D’autre part, la Suisse s’engage activement dans de nombreux groupes d’experts européens et dans des projets de numérisation importants, que ce soit dans le domaine de la cybersécurité, de l’informatique « en nuage » au service de la science ou des centres de calcul à haute performance. L’analyse du Conseil fédéral montre en outre que de nombreuses prescriptions et réglementations suisses ayant trait au MUN sont largement équivalentes à celles de l’UE, notamment en ce qui concerne le droit des cartels ou la sécurité informatique et des réseaux. Enfin, la Suisse est même plus avancée que l’UE dans certains domaines numériques, comme les fréquences 5G de téléphonie mobile. Celles-ci ont déjà été attribuées en Suisse alors que la procédure s’échelonnera vraisemblablement sur plusieurs années dans les pays de l’UE.

Suivre de près l’évolution de la situation


La Suisse a déjà identifié les effets prévisibles du MUN et les couvre largement. La stratégie MUN n’est toutefois pas un ensemble de règles rigide et pourrait à l’avenir être complétée par d’autres mesures.

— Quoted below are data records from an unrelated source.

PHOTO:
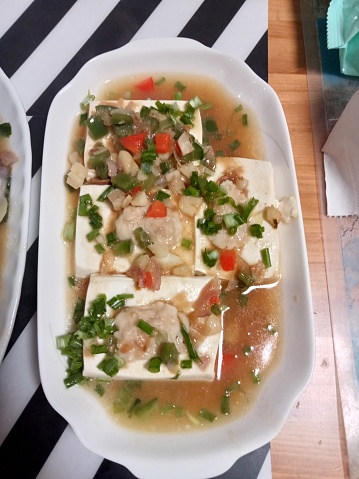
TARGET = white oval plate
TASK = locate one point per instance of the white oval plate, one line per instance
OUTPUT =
(209, 452)
(12, 111)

À quoi faut-il donc s’attendre dans un proche avenir ? Il n’est pour l’heure pas possible de préjuger de l’issue du processus législatif européen, car les propositions de directives et de règlements doivent encore être approuvées par le Parlement européen et par le Conseil de l’UE. En outre, les élections européennes auront lieu en mai 2019, ce qui devrait retarder de plusieurs mois les activités des institutions communautaires. La majorité des mesures réglementaires liées au MUN devraient déployer leurs effets dès 2020. Le Groupe de coordination « Suisse numérique » continuera toutefois de suivre de près l’évolution de la situation avec les services fédéraux compétents afin que la Suisse puisse exploiter les possibilités offertes par le MUN et coordonner à temps les mesures nécessaires.

  1. Voir Conseil fédéral (2018), Marché unique numérique européen : conséquences pour la Suisse, communiqué de presse du 7 décembre 2018. []

Proposition de citation: Marco Eichenberger (2019). La Suisse est prête à relever le défi de la numérisation. La Vie économique, 23 avril.